As you can see, Tim Jamison was jumping before Tannehill was even winding up. Even if he was staring down his receiver, Jamison took a bit of a risk by jumping up if he was not sure Tannehill was going to throw.

Why was he jumping early? Well, in my quest to break these tipped passes down I found another possible reason why defensive linemen might be getting the jump on Tannehill's passes: he pats the ball before he throws.

He didn't do this on every throw, but patting the ball before throwing it is like tipping pitches. It can have disastrous results.

On this occasion he did just that, which seemed to be why Jamison reacts so early.

By the time he did get the ball off, Jamison was at full extension and easily batted the ball down. Again, getting the ball over mammoth lineman without throwing it through the goal posts would have been a bit of a feat. Of course, Tannehill should have, you know, seen he was about to throw a pass into a brick wall.

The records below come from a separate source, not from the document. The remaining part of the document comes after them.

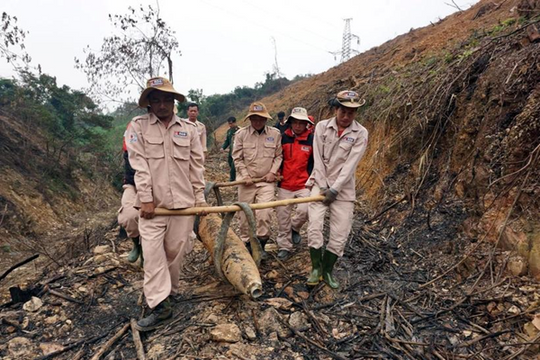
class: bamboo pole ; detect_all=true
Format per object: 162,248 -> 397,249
154,195 -> 324,216
214,176 -> 282,188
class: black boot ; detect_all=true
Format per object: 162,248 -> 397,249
135,298 -> 172,331
127,236 -> 142,263
258,237 -> 269,260
306,247 -> 323,286
291,229 -> 302,245
322,250 -> 340,289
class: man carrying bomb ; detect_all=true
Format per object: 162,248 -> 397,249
117,122 -> 142,264
275,107 -> 314,261
305,90 -> 368,289
232,102 -> 283,259
126,77 -> 207,330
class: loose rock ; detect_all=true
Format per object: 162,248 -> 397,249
23,296 -> 43,312
210,323 -> 242,343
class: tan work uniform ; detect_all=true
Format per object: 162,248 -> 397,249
126,113 -> 205,308
117,185 -> 139,239
232,125 -> 283,242
306,117 -> 368,257
183,119 -> 207,153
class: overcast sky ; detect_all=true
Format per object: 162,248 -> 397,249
1,0 -> 479,101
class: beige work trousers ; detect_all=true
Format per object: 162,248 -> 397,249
139,215 -> 194,308
307,186 -> 355,257
117,185 -> 139,239
275,187 -> 310,251
237,182 -> 275,243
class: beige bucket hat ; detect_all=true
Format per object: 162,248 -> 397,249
244,102 -> 272,121
286,107 -> 313,124
336,90 -> 366,108
138,77 -> 186,107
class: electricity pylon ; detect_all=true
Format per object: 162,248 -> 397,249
329,18 -> 360,63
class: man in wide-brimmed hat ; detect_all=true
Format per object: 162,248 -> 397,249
126,76 -> 207,331
305,90 -> 368,289
275,107 -> 315,261
232,102 -> 283,259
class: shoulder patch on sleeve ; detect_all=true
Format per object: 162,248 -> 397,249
132,114 -> 150,122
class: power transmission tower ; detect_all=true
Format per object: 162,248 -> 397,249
329,18 -> 360,63
271,37 -> 283,78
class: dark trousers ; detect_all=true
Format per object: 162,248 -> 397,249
227,156 -> 236,181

You may have noticed that nobody was open on that play either. This could simply be fantastic Texans defense, but the play-calling must be better than this on fourth down. Tannehill throws well on the move, but the Dolphins failed to call plays that got him out of the pocket, or at least had one that was moving.

This play was no different and the Texans could sit back in their coverage, comforted in knowing what was coming.

 

Conclusion

So who was to blame?

Like Joe Philbin said, there was culpability across the line here. Tannehill cannot stare down receivers or otherwise give anything away. The offensive line must have proper footwork, keep passing lanes clear and stay engaged. Mike Sherman needs to get the defense out of their comfort zone with his play-calling.

Then there is the fact Houston had J.J. Swatt manning the line. The Texans happen to be good at this sort of thing.

The truth is that Tannehill had this problem in college, where Sherman was his coach. Some of it can be attributed to the nature of the game, but at some point this leaves the realm of "freak occurrence" and enters the "real problem" zone. 

Is it as troublesome as it seems? Probably not. The Dolphins can certainly do things to correct it, and Tannehill will not have four batted balls per game.